Capsular typing is a traditional method for the classification of GBS. According to the capsular polysaccharide (CPS), GBS classified to the ten serotypes (Ia, Ib, and II-IX). The CPS is one of the most important virulence factors and a target helping vaccine development.[1]

Despite the clinical impact of GBS infections and increasing resistance rates to some antimicrobial agents, there are a limited number of studies reporting antimicrobial susceptibility profiles among GBS strains circulating in Iran. We undertook this study to document antimicrobial susceptibility testing, capsular genotyping and the presence of three macrolide resistance genes among GBS strains isolated from colonizing, invasive, noninvasive, and asymptomatic infections.

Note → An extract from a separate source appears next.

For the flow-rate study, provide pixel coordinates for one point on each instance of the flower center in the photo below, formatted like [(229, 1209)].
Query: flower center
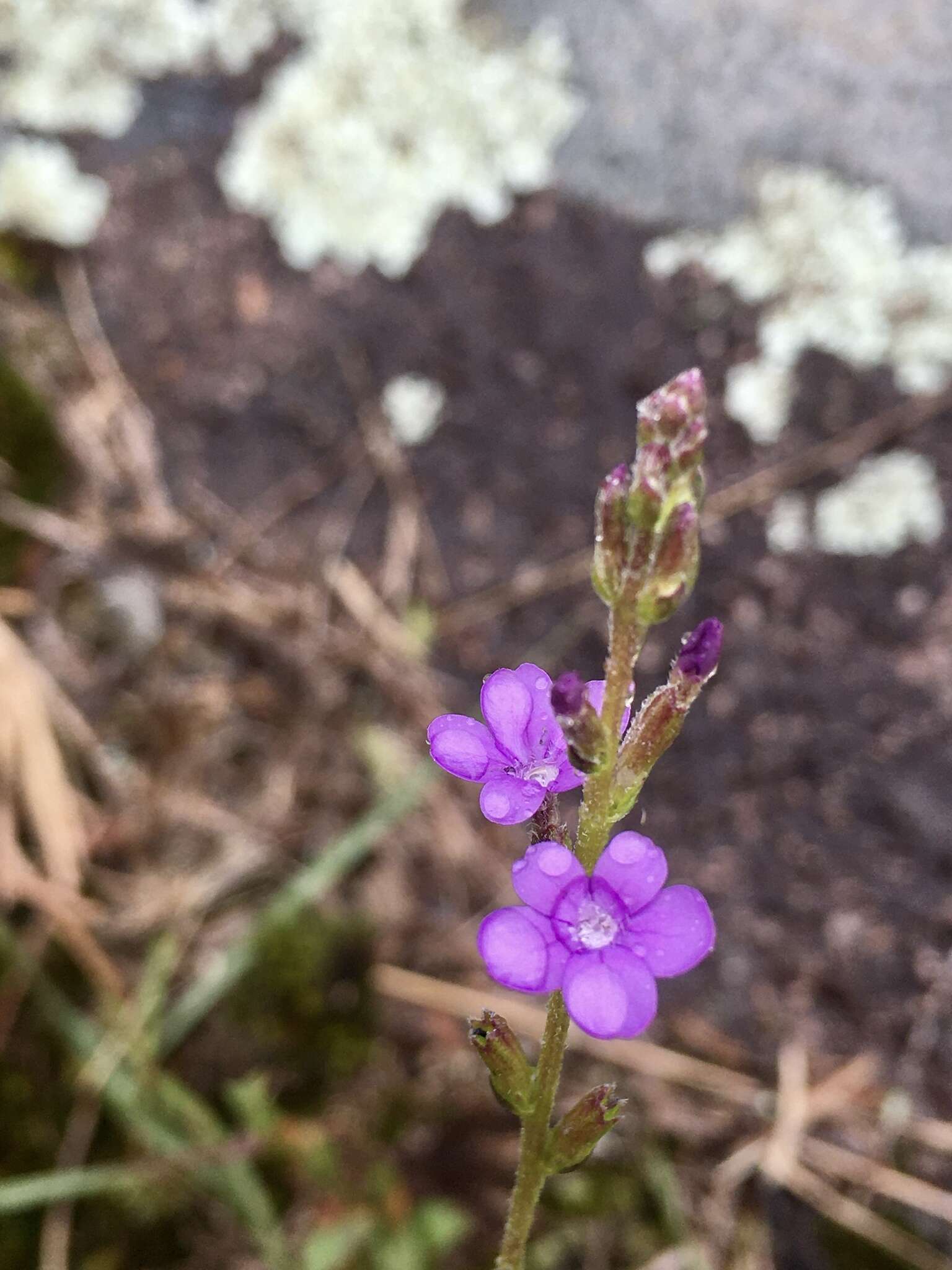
[(594, 926), (541, 773)]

  Materials and Methods Top


Bacterial isolates

In this cross-sectional study from July 2016 to September 2018, a total number of 134 nonduplicate GBS were collected from Alzahra and Shahid Beheshti hospitals in Isfahan, Iran. These isolates included colonizing GBS (n = 36) collected from swab culture of rectovaginal secretions of pregnant women at 35–37 weeks of gestations, invasive GBS collected from sterile body fluids of nonpregnant women such as blood and joint infections (n = 36), noninvasive GBS obtained from urinary tract infections, vaginal discharges, abscess, and tracheal tube secretions (n = 46, male = 9, female = 37), as well as asymptomatic women with positive urine culture with colony count <105 CFU/mL (n = 16). All isolates identified with morphology of colony, beta hemolysis on the sheep blood agar, Gram stain, catalase reaction, CAMP test, and polymerase chain reaction (PCR) amplification and detection of 952 bp dltS gene specific for GBS species after DNA extraction.[9]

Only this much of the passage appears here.